Dutch inflation was 1.5 percent in August, i.e. 0.1 percentage points down on July. The decrease was mainly caused by price developments for clothes and petrol. Inflation is defined as the increase in the consumer price index (CPI) compared to the same month in the previous year.
Clothes were 3.0 percent cheaper in August than one year previously. This is mainly due to the fact that the summer sales lasted longer than in 2009. In July, clothing prices were 1.2 percent up on July 2009.
Petrol price developments also had a downward effect on inflation. Petrol prices were 4.7 percent up in August on one year previously, whereas in July, prices were 8.8 percent higher than in July 2009.
With 0.4 percentage points, housing, water and energy contributed most to August’s inflation rate, followed by the transport sector (0.3 percentage points). Clothing and footwear, on the other hand, had a downward effect of 0.1 percentage points. Other goods and services hardly contributed to inflation.

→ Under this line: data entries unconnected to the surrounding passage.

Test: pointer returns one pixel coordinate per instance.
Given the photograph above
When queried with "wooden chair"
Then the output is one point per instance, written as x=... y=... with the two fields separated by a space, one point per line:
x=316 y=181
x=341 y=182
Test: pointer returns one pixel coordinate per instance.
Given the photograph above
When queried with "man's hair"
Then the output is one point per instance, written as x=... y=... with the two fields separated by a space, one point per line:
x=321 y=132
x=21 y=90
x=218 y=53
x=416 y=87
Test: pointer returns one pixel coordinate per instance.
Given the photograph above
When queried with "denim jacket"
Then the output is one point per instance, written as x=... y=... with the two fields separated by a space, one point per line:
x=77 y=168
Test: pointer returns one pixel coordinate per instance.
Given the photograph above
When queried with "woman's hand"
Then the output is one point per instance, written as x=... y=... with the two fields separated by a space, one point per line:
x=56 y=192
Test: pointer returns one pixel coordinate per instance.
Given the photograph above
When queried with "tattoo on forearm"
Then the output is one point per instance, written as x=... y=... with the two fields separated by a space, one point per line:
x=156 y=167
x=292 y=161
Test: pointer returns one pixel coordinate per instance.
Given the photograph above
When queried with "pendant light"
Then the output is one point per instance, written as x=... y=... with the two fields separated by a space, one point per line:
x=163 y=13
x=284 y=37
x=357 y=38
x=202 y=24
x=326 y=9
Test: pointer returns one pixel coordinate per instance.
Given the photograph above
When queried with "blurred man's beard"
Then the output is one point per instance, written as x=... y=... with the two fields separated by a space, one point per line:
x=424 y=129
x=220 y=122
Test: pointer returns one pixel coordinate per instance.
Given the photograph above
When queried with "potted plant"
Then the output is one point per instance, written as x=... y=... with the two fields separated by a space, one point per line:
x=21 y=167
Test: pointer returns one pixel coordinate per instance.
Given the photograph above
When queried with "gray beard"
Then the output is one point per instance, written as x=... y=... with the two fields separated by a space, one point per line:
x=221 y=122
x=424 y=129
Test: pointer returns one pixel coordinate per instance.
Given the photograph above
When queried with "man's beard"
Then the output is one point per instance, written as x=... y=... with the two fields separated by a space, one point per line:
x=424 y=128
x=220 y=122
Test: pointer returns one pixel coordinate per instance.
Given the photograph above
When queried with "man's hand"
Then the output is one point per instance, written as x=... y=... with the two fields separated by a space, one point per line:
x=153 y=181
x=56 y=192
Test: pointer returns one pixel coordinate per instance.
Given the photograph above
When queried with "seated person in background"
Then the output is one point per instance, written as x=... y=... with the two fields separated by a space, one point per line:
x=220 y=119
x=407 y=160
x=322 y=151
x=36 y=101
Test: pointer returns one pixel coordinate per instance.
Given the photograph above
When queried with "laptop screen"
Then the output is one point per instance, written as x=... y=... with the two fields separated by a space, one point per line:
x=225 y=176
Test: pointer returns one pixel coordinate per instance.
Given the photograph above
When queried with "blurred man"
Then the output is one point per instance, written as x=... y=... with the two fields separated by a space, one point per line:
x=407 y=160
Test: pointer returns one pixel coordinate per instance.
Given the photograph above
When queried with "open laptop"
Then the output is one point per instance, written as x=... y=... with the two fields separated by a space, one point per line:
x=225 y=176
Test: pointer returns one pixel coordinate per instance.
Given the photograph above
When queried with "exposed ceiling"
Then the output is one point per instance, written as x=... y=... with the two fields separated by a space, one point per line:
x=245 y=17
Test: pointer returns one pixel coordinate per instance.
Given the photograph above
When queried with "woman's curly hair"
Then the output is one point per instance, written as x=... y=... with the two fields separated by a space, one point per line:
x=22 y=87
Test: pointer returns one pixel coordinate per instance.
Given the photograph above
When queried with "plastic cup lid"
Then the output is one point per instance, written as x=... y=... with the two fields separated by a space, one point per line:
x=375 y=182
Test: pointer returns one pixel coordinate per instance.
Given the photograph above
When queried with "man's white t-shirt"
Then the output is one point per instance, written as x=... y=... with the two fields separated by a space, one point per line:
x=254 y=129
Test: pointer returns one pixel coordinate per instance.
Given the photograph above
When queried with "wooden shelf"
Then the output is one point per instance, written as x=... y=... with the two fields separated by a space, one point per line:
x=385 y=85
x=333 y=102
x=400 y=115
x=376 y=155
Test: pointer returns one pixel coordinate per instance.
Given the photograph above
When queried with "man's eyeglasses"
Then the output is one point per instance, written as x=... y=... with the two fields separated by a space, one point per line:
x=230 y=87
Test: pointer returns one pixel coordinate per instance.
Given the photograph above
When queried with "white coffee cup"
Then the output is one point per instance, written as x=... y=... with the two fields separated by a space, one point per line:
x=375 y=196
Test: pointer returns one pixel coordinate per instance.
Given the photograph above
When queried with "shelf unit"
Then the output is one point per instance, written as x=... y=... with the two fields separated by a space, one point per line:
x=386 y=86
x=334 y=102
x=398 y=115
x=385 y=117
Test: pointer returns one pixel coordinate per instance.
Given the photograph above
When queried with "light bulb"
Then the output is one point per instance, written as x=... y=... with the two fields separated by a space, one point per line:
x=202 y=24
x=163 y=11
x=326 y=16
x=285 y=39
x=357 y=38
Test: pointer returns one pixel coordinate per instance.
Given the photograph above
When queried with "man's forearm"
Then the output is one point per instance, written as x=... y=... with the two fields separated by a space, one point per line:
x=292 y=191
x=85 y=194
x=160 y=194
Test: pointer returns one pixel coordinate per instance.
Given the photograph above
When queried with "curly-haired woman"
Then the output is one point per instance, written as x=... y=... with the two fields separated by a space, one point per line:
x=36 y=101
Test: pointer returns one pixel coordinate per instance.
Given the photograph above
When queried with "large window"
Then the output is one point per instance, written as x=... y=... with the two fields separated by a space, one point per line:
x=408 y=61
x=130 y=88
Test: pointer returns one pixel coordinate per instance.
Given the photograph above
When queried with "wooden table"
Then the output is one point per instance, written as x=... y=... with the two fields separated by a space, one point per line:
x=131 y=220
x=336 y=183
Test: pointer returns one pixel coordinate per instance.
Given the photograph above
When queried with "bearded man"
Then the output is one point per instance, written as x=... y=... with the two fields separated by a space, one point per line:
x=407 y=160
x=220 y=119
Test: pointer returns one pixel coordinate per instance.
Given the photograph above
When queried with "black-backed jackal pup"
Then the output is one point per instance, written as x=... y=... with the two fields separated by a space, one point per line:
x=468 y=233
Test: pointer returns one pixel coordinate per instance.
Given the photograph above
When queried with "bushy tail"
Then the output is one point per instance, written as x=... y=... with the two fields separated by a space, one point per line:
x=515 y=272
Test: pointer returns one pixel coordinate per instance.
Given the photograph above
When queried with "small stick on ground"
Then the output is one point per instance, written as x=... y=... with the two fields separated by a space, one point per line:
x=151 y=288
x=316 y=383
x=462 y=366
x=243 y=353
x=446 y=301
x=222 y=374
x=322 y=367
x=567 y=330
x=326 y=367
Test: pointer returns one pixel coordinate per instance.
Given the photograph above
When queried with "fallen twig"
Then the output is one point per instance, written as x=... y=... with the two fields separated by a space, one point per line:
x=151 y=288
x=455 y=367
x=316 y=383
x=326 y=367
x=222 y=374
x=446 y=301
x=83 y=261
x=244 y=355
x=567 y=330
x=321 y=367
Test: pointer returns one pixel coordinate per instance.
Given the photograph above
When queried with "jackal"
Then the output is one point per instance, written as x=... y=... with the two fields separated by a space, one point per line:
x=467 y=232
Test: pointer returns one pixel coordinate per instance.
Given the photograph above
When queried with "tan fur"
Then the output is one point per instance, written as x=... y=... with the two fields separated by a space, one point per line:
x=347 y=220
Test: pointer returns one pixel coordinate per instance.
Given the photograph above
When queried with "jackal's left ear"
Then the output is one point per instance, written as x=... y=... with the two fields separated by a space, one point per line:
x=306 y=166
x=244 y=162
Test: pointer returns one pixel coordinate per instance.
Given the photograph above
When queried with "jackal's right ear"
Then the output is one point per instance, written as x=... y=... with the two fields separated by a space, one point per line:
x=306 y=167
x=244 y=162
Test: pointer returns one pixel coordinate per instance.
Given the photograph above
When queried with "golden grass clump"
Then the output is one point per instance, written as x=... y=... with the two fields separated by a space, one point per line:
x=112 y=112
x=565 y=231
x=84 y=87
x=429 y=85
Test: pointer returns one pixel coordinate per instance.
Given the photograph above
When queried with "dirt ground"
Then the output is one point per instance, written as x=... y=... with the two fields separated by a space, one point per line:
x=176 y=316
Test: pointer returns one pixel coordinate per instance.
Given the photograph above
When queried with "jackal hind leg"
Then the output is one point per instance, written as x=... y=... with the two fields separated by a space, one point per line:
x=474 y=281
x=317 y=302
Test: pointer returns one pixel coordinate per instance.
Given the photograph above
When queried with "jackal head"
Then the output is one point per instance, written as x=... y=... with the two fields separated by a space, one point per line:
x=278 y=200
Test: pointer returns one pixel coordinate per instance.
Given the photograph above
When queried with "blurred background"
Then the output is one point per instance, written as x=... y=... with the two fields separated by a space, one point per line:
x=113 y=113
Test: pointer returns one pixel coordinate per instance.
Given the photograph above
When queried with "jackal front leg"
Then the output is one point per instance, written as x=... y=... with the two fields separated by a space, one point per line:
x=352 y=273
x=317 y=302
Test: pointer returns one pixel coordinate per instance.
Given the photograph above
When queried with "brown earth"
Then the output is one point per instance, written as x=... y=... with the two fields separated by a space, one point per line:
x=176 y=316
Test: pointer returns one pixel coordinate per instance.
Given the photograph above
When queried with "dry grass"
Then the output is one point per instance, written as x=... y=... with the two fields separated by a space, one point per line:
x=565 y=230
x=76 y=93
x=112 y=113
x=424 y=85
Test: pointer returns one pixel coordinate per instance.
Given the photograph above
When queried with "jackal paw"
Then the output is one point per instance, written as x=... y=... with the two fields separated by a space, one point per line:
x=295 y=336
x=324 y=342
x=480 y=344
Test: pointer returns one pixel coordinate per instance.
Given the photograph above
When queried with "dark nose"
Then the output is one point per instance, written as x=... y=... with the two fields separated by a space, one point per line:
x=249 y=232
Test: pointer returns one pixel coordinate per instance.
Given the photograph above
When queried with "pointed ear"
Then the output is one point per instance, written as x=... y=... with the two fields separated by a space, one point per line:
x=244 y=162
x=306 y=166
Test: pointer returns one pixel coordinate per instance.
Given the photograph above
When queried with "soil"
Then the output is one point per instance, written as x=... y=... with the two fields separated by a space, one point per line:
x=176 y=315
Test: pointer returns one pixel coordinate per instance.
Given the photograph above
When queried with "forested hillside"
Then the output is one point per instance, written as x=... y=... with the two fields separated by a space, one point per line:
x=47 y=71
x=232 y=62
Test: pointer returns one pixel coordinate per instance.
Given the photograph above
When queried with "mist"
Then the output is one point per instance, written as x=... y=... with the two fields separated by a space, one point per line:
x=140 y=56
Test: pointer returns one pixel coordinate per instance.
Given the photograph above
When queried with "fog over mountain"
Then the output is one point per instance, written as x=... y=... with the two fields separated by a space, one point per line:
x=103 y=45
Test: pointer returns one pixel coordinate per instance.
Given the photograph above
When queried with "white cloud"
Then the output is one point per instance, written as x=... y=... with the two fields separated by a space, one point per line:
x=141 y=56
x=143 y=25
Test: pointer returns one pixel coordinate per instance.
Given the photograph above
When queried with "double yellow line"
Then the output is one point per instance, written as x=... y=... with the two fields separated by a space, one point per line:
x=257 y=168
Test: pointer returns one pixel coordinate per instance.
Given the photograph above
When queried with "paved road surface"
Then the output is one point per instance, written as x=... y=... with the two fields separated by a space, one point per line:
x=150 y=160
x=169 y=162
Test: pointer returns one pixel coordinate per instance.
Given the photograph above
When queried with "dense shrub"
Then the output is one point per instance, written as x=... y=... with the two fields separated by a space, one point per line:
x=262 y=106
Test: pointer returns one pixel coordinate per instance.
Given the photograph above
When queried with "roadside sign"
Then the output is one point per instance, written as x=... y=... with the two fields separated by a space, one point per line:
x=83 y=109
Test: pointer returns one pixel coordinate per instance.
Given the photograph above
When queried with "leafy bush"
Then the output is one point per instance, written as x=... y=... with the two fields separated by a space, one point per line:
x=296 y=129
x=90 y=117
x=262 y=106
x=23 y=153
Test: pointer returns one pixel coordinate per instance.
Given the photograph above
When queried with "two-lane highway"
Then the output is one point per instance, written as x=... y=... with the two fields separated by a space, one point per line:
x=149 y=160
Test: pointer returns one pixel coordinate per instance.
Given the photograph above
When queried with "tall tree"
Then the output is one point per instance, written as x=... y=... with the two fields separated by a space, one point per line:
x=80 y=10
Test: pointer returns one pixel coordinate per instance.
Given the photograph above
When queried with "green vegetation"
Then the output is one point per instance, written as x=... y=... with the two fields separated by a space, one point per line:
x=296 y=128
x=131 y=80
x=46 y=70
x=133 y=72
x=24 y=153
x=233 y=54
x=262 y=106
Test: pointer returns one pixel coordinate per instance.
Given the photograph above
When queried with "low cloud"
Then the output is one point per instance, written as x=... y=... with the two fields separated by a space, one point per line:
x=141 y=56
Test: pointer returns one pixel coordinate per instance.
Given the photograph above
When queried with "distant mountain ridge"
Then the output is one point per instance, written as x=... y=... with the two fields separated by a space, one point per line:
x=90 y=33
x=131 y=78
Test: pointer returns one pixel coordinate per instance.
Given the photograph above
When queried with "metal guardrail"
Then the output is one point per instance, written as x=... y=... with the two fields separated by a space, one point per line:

The harmonised consumer price index (HICP) allows comparison between the inflation rates in the member states of the European Union (EU). According to the HICP, Dutch inflation was 1.2 percent in August. Eurostat, the European statistical office, calculated an inflation rate of 1.6 percent in the eurozone. August was the ninth month in a row to show a lower inflation rate in the Netherlands than in the eurozone.